Stamp Duty Avoidance Scheme Rejected
Property buyers appealing a £20,000 tax avoidance scheme to avoid stamp duty have had their case thrown out by a tribunal judge.
The appeal to the First Tier Tribunal was related to a complicated Land Duty Stamp Tax avoidance package.
In April 2023, HM Revenue and Customs declared the scheme unworkable. The promoter then urged around 750 customers who had bought into the scheme to settle with HMRC.
However, in some cases, property buyers ignored the advice and appealed the ruling.
The first appeal before the tribunal was from property buyers William Robinson and Maria McAllister.
How the scheme worked
The tribunal rejected their appeal application, saying the case had no reasonable prospect of success.
Robinson and McAllister bought £600,000 in property in 2016, transferring 82 per cent of Robinson's 99 per cent equitable interest to McAllister. In return, she agreed to pay Robinson an annuity for life of a fixed £1,242.20 a year.
The couple purported this was a pre-completion transaction that would attract stamp duty relief.
The tribunal ruled that the relief was designed to help a purchaser with a fleeting or transient interest in the land from stamp duty. That duty should be borne by a 'subpurchaser' with an ongoing and substantial interest in the property.
However, no one other than Robinson and McAllister was involved in the contract at any stage.
Tax avoidance rules triggered
The tribunal ruled that this meant the conditions for claiming pre-completion transaction relief were not met, and stamp duty of £19,997 was due on the purchase of the property.
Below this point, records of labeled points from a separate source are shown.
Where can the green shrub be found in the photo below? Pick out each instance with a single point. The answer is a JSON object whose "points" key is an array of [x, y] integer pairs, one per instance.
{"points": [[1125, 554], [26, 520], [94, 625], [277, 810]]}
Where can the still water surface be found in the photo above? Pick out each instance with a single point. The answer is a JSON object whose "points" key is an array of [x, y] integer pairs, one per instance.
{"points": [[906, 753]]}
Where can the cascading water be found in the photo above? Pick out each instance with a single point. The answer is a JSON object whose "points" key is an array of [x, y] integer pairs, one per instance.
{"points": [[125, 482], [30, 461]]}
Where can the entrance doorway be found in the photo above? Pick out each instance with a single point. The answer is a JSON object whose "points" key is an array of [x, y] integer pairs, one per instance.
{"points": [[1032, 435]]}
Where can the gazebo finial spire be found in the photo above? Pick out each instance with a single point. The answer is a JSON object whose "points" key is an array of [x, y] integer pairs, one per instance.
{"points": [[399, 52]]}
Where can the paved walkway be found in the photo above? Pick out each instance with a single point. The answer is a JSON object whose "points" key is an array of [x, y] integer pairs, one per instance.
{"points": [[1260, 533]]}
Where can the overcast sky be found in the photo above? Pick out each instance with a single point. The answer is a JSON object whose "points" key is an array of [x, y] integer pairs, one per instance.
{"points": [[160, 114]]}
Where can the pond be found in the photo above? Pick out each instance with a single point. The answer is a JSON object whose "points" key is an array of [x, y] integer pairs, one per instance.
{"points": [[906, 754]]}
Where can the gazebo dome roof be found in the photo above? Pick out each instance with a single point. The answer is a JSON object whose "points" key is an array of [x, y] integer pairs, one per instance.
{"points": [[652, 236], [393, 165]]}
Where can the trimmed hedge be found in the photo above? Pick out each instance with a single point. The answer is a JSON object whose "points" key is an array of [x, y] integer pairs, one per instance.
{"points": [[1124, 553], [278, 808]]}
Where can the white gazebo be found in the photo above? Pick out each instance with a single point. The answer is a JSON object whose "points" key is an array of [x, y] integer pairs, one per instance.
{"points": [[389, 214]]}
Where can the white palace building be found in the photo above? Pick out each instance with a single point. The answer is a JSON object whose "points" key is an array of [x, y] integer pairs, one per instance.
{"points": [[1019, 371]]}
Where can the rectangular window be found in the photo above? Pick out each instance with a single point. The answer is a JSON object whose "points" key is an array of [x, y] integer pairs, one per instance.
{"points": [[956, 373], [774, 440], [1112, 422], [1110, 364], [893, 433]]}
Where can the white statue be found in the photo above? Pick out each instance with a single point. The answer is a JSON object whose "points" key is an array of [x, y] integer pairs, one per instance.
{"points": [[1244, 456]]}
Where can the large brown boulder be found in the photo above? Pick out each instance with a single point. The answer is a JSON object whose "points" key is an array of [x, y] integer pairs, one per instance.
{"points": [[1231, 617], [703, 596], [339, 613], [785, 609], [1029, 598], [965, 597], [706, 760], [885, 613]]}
Robinson and McAllister were told that if the sale of Robinson's equitable interest had been deemed a pre-completion transaction, tax avoidance rules would have been triggered because obtaining a tax advantage was one of the primary purposes of the arrangement.
The claim for relief would also have been disregarded, and a notional transaction substituted with a chargeable consideration based on the £599,950 paid by the appellants under the original contract and the 12 annual annuity payments payable for the sale of the equitable interest.
Tribunal judge Nigel Popplewell said: "We have no hesitation in concluding, and find as a fact, that the scheme had, as its main or one of its main purposes, the obtaining of a tax advantage for the appellants."
"This analysis is, and has always been, wholly wrong. We, therefore, have no hesitation in striking out this appeal as it has no reasonable prospects of success."
The judgment may impact at least three other appeal cases awaiting First Tier Tribunal hearings.